Fire expert Michelle Mack comments on Arctic ecosystems and fire activity

Published by Ecoss on

View from an airplane of the smoke and blackened land in the Anaktuvuk River area in Alaska due to a wildfire.

How healthy will Earth’s ecosystems be in 2027, 2067 and beyond? It’s an important question to ask, especially on World Environment Day, June 5.

To find answers, scientists affiliated with the National Science Foundation’s (NSF) Long-Term Ecological Research (LTER) network came together this spring at an NSF LTER mini-symposium.

“Arctic ecosystems are undergoing rapid and surprising changes,” said Michelle Mack of Alaska’s Bonanza Creek and Arctic LTER sites. “Our job is to try to understand when ecosystems will recover, and when they will shift to new states.”

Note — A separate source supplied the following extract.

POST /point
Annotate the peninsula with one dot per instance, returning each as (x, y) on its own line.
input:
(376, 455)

Mack studies ecosystem resilience to the wildfires that have recently swept through parts of the Bonanza Creek and Arctic sites.

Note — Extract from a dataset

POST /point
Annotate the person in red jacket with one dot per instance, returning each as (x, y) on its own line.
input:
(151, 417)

“With warmer and drier weather in the Arctic, wildfires are becoming more frequent,” Mack said. “At Bonanza Creek, fires have been common for the past 10,000 years, but fires at the Arctic site are a new disturbance.”

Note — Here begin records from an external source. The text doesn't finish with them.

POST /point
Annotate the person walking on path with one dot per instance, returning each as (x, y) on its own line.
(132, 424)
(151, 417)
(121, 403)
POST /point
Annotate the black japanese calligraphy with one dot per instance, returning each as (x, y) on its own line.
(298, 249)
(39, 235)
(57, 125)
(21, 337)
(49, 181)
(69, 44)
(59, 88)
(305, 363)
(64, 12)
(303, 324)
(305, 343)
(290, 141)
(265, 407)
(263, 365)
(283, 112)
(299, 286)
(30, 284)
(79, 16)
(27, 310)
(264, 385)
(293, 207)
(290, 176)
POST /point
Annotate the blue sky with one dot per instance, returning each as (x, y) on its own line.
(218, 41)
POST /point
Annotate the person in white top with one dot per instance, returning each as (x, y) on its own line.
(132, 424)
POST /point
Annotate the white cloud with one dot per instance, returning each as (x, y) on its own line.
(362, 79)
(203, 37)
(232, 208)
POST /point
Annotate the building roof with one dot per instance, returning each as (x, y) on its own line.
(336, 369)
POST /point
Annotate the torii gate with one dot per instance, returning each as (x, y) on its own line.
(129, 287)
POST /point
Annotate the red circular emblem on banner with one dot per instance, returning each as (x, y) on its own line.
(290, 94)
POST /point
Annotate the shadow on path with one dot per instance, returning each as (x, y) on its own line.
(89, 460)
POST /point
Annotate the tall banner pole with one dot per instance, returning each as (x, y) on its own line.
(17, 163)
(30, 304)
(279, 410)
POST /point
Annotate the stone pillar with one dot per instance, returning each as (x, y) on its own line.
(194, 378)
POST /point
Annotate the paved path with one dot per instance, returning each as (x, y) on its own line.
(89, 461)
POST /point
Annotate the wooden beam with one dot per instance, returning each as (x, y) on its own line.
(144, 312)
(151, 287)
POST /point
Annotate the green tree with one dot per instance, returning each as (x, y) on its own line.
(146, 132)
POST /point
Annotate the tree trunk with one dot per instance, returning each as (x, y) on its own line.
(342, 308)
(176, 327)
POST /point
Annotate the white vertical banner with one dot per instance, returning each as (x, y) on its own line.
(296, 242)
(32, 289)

Among the conclusions: in boreal forests like those at Bonanza Creek, “severe fires triggered a shift from coniferous to deciduous tree dominance,” said Mack.

In the Arctic site’s tundra, deep soils were protected from the effects of burning. The intact vegetation led to rapid ecosystem recovery after the fire.

“The fires were unique opportunities to study these events,” Mack said.